Early in 1954, The New York Times published a photograph of McCloy and Averell Harriman talking to Secretary of State John Foster Dulles. The occasion at New York’s posh Hotel Pierre was as much in honor of McCloy’s becoming the new chairman of the Council on Foreign Relations as it was for the dour Dulles. McCloy presided over the Council dinner and introduced Foster Dulles as the evening’s guest of honor and main speaker. More than three hundred of the Council’s members attended this major event on the city’s social calendar. Dozens of McCloy’s oldest friends showed up, including Averell Harriman, Allen Dulles, Ben Buttenwieser, Eric Warburg, Francis Plimpton, George Roberts, David E. Lilienthal, and Cass Canfield, a book publisher and now one of McCloy’s frequent tennis partners. There were also many former colleagues from HICOG days, such as Shep Stone, Robert Bowie, Ben Shute, and Eli W. Debevoise, the last two of whom had returned to their respective law firms. In addition, such old New York acquaintances as Henry Luce, Paul Nitze, Arthur Dean, Roswell L. Gilpatric, Emilio G. Collado, Clarence Dillon, Lloyd K. Garrison, Herbert Bayard Swope, George Ball, Samuel K. C. Kopper, Juan T. Trippe, Thomas J. Watson, Walter J. Levy, Howard C. Petersen, Thomas S. Lamont, and John W. Davis came to celebrate McCloy’s ascendancy to the chairmanship.97 Such a turnout from among the leaders of the New York business and legal communities suggested that under McCloy’s chairmanship the CFR would be stepping outside its clubbish private quarters at Pratt House and assuming a higher profile than ever before.
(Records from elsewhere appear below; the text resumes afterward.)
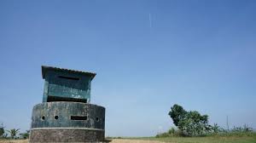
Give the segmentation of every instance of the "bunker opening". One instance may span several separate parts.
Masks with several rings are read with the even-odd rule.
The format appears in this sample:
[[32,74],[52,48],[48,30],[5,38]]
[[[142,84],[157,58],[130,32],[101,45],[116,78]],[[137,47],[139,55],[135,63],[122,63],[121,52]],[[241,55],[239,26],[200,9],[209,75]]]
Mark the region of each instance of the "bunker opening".
[[77,99],[60,96],[48,96],[47,102],[56,102],[56,101],[70,101],[70,102],[82,102],[87,103],[86,99]]
[[87,116],[71,116],[71,120],[87,120]]
[[66,76],[59,76],[59,78],[69,79],[69,80],[79,80],[79,78],[78,78],[78,77],[66,77]]

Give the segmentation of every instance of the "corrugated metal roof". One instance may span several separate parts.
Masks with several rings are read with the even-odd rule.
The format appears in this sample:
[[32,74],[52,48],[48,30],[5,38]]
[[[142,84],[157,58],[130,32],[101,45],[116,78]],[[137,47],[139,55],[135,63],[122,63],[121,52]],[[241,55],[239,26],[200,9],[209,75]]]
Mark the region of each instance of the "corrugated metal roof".
[[45,77],[45,73],[47,71],[67,72],[70,72],[70,73],[80,73],[80,74],[91,76],[92,78],[96,75],[96,73],[94,73],[94,72],[87,72],[69,70],[69,69],[60,68],[60,67],[42,66],[42,77],[44,79]]

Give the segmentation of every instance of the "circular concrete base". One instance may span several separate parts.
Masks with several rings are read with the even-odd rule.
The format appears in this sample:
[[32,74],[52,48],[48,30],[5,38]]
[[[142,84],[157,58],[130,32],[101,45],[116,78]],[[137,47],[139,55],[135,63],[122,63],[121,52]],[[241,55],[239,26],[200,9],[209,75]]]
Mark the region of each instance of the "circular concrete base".
[[82,129],[32,129],[29,142],[106,142],[104,130]]

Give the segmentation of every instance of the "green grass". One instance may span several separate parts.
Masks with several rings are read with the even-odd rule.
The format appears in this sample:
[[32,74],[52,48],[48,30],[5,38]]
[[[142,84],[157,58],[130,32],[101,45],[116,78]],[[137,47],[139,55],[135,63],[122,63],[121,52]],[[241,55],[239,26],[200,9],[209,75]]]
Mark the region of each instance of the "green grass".
[[212,135],[206,137],[139,137],[125,138],[131,140],[159,140],[172,143],[256,143],[256,134],[242,135]]

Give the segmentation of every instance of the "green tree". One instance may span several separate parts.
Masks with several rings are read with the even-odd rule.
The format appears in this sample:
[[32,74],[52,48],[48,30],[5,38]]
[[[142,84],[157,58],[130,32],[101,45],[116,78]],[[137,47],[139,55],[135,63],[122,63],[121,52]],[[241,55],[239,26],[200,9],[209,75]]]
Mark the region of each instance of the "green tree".
[[185,117],[187,112],[182,107],[175,104],[172,107],[171,107],[171,111],[169,112],[169,116],[172,118],[173,123],[178,127],[178,123],[183,118]]
[[181,106],[174,105],[169,112],[173,123],[183,135],[201,136],[212,132],[208,124],[208,116],[201,115],[198,112],[186,112]]
[[21,134],[20,134],[20,135],[22,139],[28,139],[29,132],[30,132],[30,130],[26,130],[26,133],[21,133]]
[[15,137],[16,137],[17,134],[19,133],[19,129],[10,129],[10,130],[8,130],[8,132],[10,134],[10,137],[11,139],[14,139]]
[[1,123],[0,125],[0,138],[3,138],[4,134],[4,127],[3,127],[3,123]]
Early in Eisenhower’s first term, many Council members had regarded Foster Dulles with skepticism. In Council seminars he was thought to be rigid in his thinking and not a little sanctimonious. McCloy and many other Council members thought his policies simplistic, partly because he was tying U.S. prestige to a string of artificial regional-security pacts stretching around the globe, and partly because he had endorsed a defense strategy based on massive nuclear retaliation for any Soviet act of aggression. Both propositions seemed inflexible and dangerous. Worse, McCloy thought Dulles’s stance actually put the United States on the defensive in the propaganda war with the Soviets. He felt the administration was losing its bearings.